The Bible in Australia: A Cultural History
About the book
In this surprising and revelatory history of the Bible in Australia, Meredith Lake gets under the skin of a text that's been read, wrestled with, preached and tattooed, and believed to be everything from a resented imposition to the very 'Word of God'. The Bible in Australia explores how, the Bible has played a contested but defining role in this country, in the hands of Bible-bashers, immigrants, suffragists, evangelists, unionists, writers, artists and Indigenous Australians.
About the author
Meredith Lake is a historian of religion, society and culture in Australia, with a PhD from the University of Sydney. She is the author of a high schoolers' guide to The Bible Down Under (2016), and a study in social welfare from the Great Depression to the present, Faith in Action: Hammond Care (UNSW Press, 2013). She has also written articles on Christianity and colonialism, including a prize-winning piece in the Journal of Religious History. She is a highly regarded speaker on religion and culture.
She was awarded the Australian History Prize in the 2019 NSW Premier's History Awards for The Bible in Australia.

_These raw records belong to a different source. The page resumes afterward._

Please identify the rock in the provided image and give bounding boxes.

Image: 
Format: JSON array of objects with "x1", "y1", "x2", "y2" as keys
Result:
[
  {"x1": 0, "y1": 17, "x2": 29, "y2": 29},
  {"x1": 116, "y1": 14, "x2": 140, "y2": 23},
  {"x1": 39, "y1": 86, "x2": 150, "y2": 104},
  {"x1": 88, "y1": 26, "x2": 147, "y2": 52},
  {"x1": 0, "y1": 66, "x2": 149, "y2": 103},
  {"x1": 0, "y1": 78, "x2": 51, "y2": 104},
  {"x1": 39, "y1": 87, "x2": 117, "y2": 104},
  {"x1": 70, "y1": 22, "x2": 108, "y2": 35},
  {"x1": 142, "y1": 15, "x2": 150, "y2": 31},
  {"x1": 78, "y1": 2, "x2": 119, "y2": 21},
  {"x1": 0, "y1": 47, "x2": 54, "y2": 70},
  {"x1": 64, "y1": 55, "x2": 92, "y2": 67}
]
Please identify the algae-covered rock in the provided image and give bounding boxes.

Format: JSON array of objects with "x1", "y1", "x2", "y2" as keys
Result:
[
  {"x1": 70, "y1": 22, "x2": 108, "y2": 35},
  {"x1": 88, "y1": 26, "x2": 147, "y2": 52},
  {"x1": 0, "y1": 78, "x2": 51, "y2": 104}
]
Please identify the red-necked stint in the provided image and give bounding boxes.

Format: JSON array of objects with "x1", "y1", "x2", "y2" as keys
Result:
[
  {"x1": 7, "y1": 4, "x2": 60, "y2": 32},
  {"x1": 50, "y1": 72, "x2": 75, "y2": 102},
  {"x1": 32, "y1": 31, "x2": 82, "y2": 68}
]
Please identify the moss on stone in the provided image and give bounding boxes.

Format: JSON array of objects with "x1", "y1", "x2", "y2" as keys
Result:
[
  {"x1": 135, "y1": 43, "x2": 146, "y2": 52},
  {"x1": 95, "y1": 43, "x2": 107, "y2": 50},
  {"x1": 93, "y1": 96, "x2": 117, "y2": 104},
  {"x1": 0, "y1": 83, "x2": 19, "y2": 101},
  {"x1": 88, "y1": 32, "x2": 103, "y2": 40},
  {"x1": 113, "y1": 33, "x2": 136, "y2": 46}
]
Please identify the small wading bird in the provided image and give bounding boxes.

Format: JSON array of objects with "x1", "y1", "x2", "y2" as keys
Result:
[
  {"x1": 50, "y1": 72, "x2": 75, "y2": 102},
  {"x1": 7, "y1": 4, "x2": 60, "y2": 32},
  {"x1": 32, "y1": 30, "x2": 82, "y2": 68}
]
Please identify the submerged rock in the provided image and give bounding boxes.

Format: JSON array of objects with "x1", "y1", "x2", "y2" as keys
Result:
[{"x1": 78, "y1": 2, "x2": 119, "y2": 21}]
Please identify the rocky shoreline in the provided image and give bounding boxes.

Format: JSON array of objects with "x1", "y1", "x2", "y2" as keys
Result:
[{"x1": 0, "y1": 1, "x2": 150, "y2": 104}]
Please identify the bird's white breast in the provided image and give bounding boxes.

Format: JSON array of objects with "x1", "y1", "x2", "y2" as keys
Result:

It is often popularly assumed that Australia is a secular society, even as we debate the merits of religious freedom and the right to worship. The Bible in Australia presents, for the first time, a thorough examination of the broad cultural, political, and historical context that Christianity and the Bible have played in Australia since 1788. This is a vast and sweeping book that covers ground from the religiosity of new immigrants to the impact of the Bible, via missions and missionaries, on the world's oldest living culture. This is a highly original look at our past; a highly readable narrative that reminds contemporary Australians of the forces that shaped our culture. Lake is comprehensive in her analysis of the impact of the Bible on Indigenous culture, its role in frontier conflict, and its cultural impact on 'free' settlers, and reform movements in the late nineteenth and early twentieth centuries. Australia's shift towards secularism since the First World War and how the Bible has lost influence and favour is documented in meticulous detail. The lively, energetic and highly accessible writing covers a range of topics, including popular culture, music, unions and political activism. The Bible in Australia adds an extra dimension to our understanding of Australian religious and cultural history and addresses a significant gap in our collective knowledge.